Sea Pinks - Soft Days (CF Records, 2015)



Dalle pelli dei Girls Names alla chitarra&voce dei Sea Pinks: è dal 2010 che Neil Brogan coltiva la sua creatura parallela, partita da strade lo-fi/shambling pop e arrivata, con questo “Soft Days”, ad un raffinato indie pop rafforzato da impalcature wave ed impreziosito da venature jangle. Le fascinazioni ottantiane sono sempre presenti, ma questa volta presentate in una veste maggiormente levigata, sia dal punto di vista della pulizia sonora che della cura in sede di arrangiamento: tutto è più nitido e definito, il fuzz in bassa fedeltà degli esordi sostituito da riverberi e armonie cristalline. 

Come un ibrido tra Real Estate e Girls Names a sua volta intento a fare il verso ai Close Lobsters, il gruppo di Belfast sembra aver trovato una formula vincente, infilando uno dopo l'altro i pezzi di una scaletta godibile, con pochissimi cedimenti. L'estro post-punk e garage di “(I Don't Feel Like) Giving In”, l'uptempo di “Ordinary Daze”, con quella chitarra twang a colorare un incedere jangly sospinto da un basso brioso, o la vagamente dreamy e in salsa EZTVCold Reading”, col suo gioco di accenti impresso da Davey Agnew sui piatti: dovunque i segni di come, questa volta, l'attenzione per i dettagli -per quanto ludici- sia stato elemento preponderante in sede di composizione. E quindi i ricami fraseggianti delle chitarre tremule in “Trend When You're Dead”, o gli incastri perfetti tra parti ritmiche e riff graffianti della bella “Green With Envy”, o le espansioni shoegaze in “Down Dog”, o ancora il grave saliscendi di accordi dell'ultima “Soft Days”, con tanto di raffinata coda psichedelica.

Tra un veloce power pop alla Vaccines (“Yr Oroscope”) e una ballata di surf pop da chiaro di luna (“I Won't Let Go”), “Soft Days” non smette mai di proporre variazioni sul tema, mischiando peraltro una sensibilità tipicamente british (vagheggiante, cerebrale) ad una fisicità e schiettezza più proprie ad approcci d'oltreoceano (penso ai DIIV, o a tutta la schiera di indie poppers da spiaggia sparsi lungo gli States). 

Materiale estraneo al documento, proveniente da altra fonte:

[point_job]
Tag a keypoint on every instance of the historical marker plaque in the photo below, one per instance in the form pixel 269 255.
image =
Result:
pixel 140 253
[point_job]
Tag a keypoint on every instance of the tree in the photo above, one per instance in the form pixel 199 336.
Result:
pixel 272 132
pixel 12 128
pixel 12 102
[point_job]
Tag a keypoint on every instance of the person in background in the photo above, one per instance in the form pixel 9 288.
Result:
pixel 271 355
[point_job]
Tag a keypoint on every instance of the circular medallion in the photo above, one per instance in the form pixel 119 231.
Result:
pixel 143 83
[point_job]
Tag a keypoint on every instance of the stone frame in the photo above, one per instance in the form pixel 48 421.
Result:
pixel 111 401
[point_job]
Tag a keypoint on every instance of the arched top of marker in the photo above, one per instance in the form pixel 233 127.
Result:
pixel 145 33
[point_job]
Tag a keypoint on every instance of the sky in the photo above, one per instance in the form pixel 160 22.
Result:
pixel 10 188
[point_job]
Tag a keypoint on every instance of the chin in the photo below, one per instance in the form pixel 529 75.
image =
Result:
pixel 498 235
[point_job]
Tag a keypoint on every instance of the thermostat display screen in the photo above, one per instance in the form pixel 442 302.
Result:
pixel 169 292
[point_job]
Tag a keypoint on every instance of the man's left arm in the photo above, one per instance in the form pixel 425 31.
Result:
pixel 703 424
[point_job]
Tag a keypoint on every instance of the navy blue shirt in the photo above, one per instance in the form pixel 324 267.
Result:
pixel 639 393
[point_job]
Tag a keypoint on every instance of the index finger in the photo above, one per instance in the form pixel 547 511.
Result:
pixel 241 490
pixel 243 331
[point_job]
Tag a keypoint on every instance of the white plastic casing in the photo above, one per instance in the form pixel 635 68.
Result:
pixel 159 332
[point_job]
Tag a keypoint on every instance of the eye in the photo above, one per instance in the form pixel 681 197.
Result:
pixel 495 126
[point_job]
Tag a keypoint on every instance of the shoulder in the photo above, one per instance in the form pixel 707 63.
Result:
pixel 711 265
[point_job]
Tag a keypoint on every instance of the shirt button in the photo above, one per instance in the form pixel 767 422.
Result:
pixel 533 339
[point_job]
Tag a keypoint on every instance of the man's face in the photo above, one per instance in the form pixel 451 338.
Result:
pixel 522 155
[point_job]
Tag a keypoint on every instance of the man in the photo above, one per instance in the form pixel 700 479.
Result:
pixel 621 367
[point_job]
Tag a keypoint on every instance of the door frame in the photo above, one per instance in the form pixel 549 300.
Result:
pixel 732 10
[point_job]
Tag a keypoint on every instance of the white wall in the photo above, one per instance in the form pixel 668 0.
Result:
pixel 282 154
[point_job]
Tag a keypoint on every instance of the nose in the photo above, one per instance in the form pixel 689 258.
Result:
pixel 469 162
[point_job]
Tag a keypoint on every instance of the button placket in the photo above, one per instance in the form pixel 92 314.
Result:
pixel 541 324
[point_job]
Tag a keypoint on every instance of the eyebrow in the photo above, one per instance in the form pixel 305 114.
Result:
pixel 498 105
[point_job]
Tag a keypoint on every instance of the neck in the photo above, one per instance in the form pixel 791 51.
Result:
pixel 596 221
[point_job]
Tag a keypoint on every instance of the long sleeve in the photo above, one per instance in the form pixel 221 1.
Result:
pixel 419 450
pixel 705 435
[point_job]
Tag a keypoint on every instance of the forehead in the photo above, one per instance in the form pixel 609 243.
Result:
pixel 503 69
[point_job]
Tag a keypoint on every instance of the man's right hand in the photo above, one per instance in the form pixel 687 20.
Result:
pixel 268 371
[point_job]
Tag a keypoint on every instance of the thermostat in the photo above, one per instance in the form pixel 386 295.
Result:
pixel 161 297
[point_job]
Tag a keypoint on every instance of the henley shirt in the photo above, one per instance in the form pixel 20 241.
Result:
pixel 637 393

Certo, il genere in questione è ormai una sorta di “standard” dell'indie contemporaneo: occorre trovare espedienti per distinguersi, per dar slancio alla proposta. I segni, qui, sono rassicuranti: un'ottima sensibilità melodica che assume, qui e là, direzioni tutte personali (ci sento qualcosa di adulto, di autoriale), e il promettente fantasismo della chitarra (che cambia continuamente stato: dalle rarefazioni psych, alle solidità ruvide e garage, passando per le consistenze metalliche in twang). Insomma, il salto di qualità rispetto alle prove passate c'è stato. Ora non rimane che perseverare.